Großes Fressen auf See

Schiffahrtskrise beschleunigt Monopolisierung im Containergeschäft. Übernahme von Oetkers Hamburg Süd festigt Spitzenposition von Maersk

Burkhard Ilschner

Auch die Containerschiffahrt – wesentliches Element im Prozess der sogenannten Globalisierung – befolgt die einfache Regel, dass Wettbewerb im Kapitalismus über Konkurrenz und Konzentration zur Monopolbildung führt. Jahrzehntelang hat überdurchschnittliches Wachstum der Branche lebhafte Konkurrenz beschert. Typischerweise schluckte immer mal ein größer werdendes Unternehmen ein kleineres und wurde so noch größer.

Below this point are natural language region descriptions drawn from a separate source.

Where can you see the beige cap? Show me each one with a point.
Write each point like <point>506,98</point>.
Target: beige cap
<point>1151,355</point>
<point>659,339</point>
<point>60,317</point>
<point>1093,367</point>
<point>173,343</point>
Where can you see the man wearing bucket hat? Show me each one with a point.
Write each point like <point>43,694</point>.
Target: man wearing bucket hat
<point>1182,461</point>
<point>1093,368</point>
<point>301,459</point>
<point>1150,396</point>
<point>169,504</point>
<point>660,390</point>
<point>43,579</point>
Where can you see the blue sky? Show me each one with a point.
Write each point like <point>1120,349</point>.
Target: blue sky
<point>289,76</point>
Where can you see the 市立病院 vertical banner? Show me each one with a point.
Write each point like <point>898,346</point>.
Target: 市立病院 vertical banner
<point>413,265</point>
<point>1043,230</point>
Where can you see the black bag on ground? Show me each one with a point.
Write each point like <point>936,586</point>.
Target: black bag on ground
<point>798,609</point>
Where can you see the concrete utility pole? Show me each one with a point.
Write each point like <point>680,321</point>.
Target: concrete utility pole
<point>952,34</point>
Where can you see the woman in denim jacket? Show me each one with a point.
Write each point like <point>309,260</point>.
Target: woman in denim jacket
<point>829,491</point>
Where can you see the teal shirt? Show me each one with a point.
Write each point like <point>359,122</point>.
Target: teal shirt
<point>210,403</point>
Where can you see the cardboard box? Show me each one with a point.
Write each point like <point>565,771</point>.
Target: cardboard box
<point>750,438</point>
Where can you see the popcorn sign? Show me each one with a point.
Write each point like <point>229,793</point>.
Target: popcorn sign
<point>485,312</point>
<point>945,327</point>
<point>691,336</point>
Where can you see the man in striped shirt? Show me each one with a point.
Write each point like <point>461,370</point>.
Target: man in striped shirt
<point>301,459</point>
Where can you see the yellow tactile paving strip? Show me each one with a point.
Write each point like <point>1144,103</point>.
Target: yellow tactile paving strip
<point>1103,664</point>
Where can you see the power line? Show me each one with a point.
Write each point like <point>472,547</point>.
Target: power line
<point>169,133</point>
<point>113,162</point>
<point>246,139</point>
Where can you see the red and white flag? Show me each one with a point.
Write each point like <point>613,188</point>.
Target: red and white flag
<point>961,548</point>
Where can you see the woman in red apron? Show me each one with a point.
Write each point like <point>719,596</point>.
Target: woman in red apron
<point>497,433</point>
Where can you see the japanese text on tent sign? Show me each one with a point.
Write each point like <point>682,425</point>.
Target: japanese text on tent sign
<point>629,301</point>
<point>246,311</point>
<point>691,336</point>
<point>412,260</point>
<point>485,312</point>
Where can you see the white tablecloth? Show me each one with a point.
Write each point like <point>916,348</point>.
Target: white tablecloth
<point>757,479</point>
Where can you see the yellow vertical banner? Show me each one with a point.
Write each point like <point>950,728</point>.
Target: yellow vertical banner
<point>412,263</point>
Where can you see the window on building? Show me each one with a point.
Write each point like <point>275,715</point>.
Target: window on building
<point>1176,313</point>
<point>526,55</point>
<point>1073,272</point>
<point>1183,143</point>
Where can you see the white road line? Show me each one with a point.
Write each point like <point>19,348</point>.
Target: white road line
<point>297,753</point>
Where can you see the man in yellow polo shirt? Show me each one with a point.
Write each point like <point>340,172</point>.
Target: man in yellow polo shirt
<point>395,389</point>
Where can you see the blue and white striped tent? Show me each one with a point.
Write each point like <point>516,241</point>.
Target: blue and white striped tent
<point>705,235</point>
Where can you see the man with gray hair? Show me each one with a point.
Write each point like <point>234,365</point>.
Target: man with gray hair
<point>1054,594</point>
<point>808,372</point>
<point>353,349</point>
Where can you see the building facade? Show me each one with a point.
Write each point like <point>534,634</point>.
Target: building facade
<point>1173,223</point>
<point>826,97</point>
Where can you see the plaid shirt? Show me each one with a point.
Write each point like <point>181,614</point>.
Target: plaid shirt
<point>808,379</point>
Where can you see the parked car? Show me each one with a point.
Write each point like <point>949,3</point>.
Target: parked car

Seit den 1980er Jahren ging man in der Branche zugleich davon aus, dass die jährliche Steigerungsrate beim Containertransport immer um mehrere Prozentpunkte höher sein müsse als das jeweilige Wirtschaftswachstum.

Dann kam die Krise, und mit ihr entfaltete das Fressen und Gefressenwerden der Wettbewerber eine teilweise verwirrende Dynamik. 2016 gab es gleich mehrere Fusionen – und Pleiten – mit zum Teil globalen Folgen, weitere zeichnen sich ab.

Seit mehr als zehn Jahren bilden drei »Platzhirsche« die stabile Spitze des Rankings der 15 größten Conta...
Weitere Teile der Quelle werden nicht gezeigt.